Il importe donc peu que l'exploit ait repris par erreur, dans la désignation du représentant légal, le nom de Monsieur Noël Y, qui était le représentant légal de la société à la date des infractions et auquel le procès-verbal d'infraction avait été régulièrement notifié, en cette qualité, par lettre recommandée avec accusé de réception.

Le moyen de nullité tiré de l'application des articles 555 et 706-43 du Code de procédure pénale sera donc rejeté.

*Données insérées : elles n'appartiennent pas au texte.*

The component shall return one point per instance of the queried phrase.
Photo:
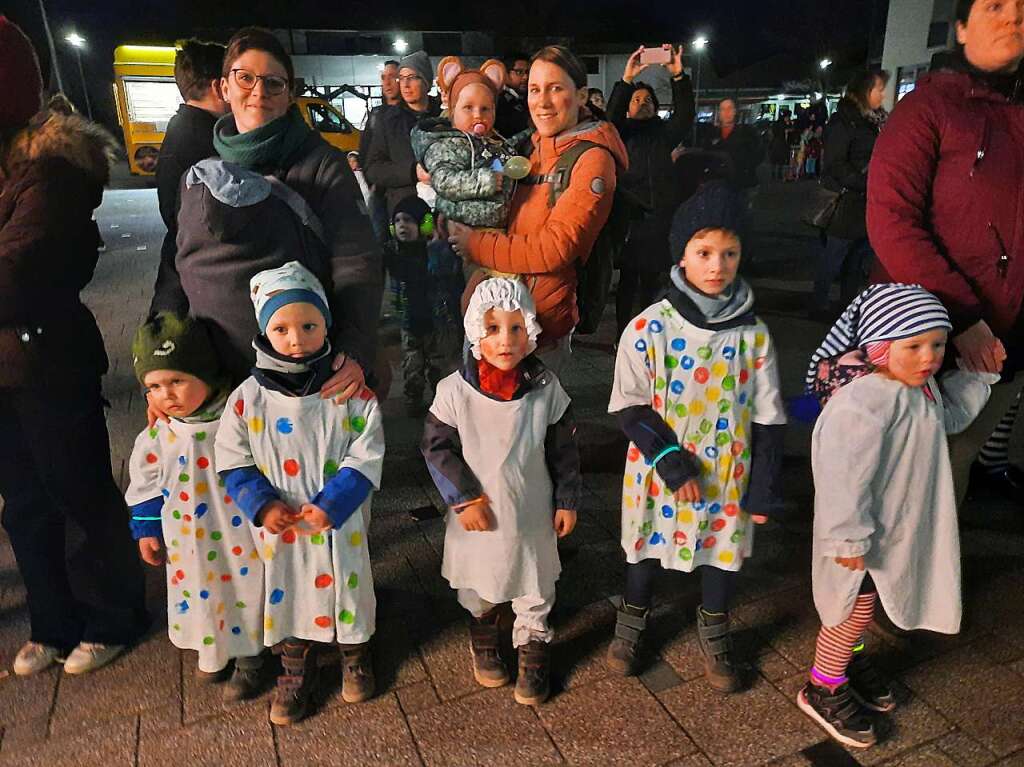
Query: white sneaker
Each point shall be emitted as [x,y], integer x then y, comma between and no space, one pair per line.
[91,655]
[34,657]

Sur le fond, il est établi par le procès verbal du 28 novembre 2003 que la SAS X n'a pas, été en mesure de justifier pour 33 fournisseurs de produits promus par le catalogue publicitaire, de contrats de coopération commerciale, alors que la publication et la diffusion par le distributeur d'un catalogue organisant la production de ces produits constituait, pour les fournisseurs de ces produits, un service spécifique donnant lieu à une rémunération dont la mention figure sur le document récapitulatif de l'ensemble des produits du catalogue.

Il est part ailleurs avéré que les 7 contrats de coopération commerciale produits lors du contrôle, comportaient une date de réalisation de la prestation et une date d'établissement du contrat postérieure de près de trois mois après le début de la période publicitaire alors que les contrats de coopération commerciale doivent être antérieurs à la réalisation du service.

De même, six des factures produites, se rapportant à ces contrats non conformes, comportaient une date de réalisation du service, inexacte, comme mentionné dans l'acte de poursuites.

S'agissant d'infractions commises à l'occasion de la publication et diffusion par la SAS X d'un catalogue diffusé dans l'ensemble de ses magasins de la région Bretagne, elles engagent la responsabilité morale de la personne morale dans les termes de l'article L. 441-5 du Code de commerce.

Le jugement sera donc confirmé sur la qualification et la culpabilité.

Sur la peine, l'amende encourue sera autrement appréciée et fixée à 10 000 euro.

Par ces motifs, LA COUR, Après en avoir délibéré conformément à la loi, Statuant publiquement, par arrêt contradictoire à l'égard de X, Rejette les moyens de nullité, Confirme le jugement sur la qualification et la culpabilité; Le réformant sur la peine, Condamne la SAS X à une amende de 10 000 euro, Le Président donne au condamné l'avis prévu à l'article 707-3 du Code de procédure pénale; La présente décision est assujettie à un droit fixe de procédure d'un montant de 120 euro dont est redevable le condamné, en vertu de l'article 800-1 du Code de procédure pénale et de l'article 1018 A du Code général des impôts.